Thank you Bert and Ivan,

I was building the SVM model in hopes of applying it to future cases and hoped that the model would be able to deal with new words it hadn't encountered during training.   But I tried Bert's suggestion by converting all of the data to tokens, creating a DTM, transforming the whole thing with TFI DF, and then separating it 75%/25%.  But when I began to train the SVM on the training data, R said it needed 26GB for a vector and crashed. I tried again, it crashed again.    I don't know why this would happen.  I'd just trained 4 SVM models using my previous method without any memory trouble on my 8GB CPU.    I unsuccessfully tried to remove the new words from the new test data.

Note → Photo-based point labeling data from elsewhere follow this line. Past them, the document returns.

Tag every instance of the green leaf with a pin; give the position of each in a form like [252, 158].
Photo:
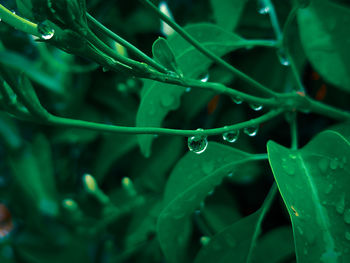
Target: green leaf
[275, 246]
[227, 13]
[32, 169]
[164, 55]
[323, 28]
[232, 244]
[236, 243]
[157, 99]
[313, 182]
[16, 61]
[189, 183]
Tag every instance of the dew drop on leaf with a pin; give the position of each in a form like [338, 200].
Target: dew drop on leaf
[282, 56]
[323, 164]
[347, 235]
[251, 131]
[204, 240]
[197, 144]
[237, 100]
[205, 77]
[46, 32]
[334, 163]
[340, 206]
[263, 8]
[208, 167]
[167, 100]
[231, 136]
[256, 107]
[329, 188]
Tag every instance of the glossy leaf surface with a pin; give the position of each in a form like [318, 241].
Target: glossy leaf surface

Should I try that?  Is there a way to stop my system from crashing with the new method?

Thank you for any ideas.

Here is the code I used when I separated the data after converting to tokens and applying TFI DF:

url <- "D:/test/M2.csv"
data <- read_csv(url)
text_corpus <- Corpus(VectorSource(data$Text))
tokenize_document <- function(doc) {
doc_tokens <- unlist(tokenize_words(doc))
doc_bigrams <- unlist(tokenize_ngrams(doc, n = 2))
doc_trigrams <- unlist(tokenize_ngrams(doc, n = 3))
all_tokens <- c(doc_tokens, doc_bigrams, doc_trigrams)
return(all_tokens)
}
all_tokens <- lapply(text_corpus, tokenize_document)
text_dtm <- DocumentTermMatrix(Corpus(VectorSource(all_tokens)))
text_tfidf <- weightTfIdf(text_dtm)
processed_data <- data.frame(M2 = data$M2, text_tfidf = as.matrix(text_tfidf))
indexes <- createDataPartition(processed_data$M2, p = 0.75, list = FALSE)
trainData <- processed_data[indexes,]
testData <- processed_data[-indexes,]
ctrl <- trainControl(method = "repeatedcv", number = 5, repeats = 2, classProbs = TRUE)
model_svmRadial <- train(M2 ~ ., data = trainData, method = "svmRadial", trControl = ctrl)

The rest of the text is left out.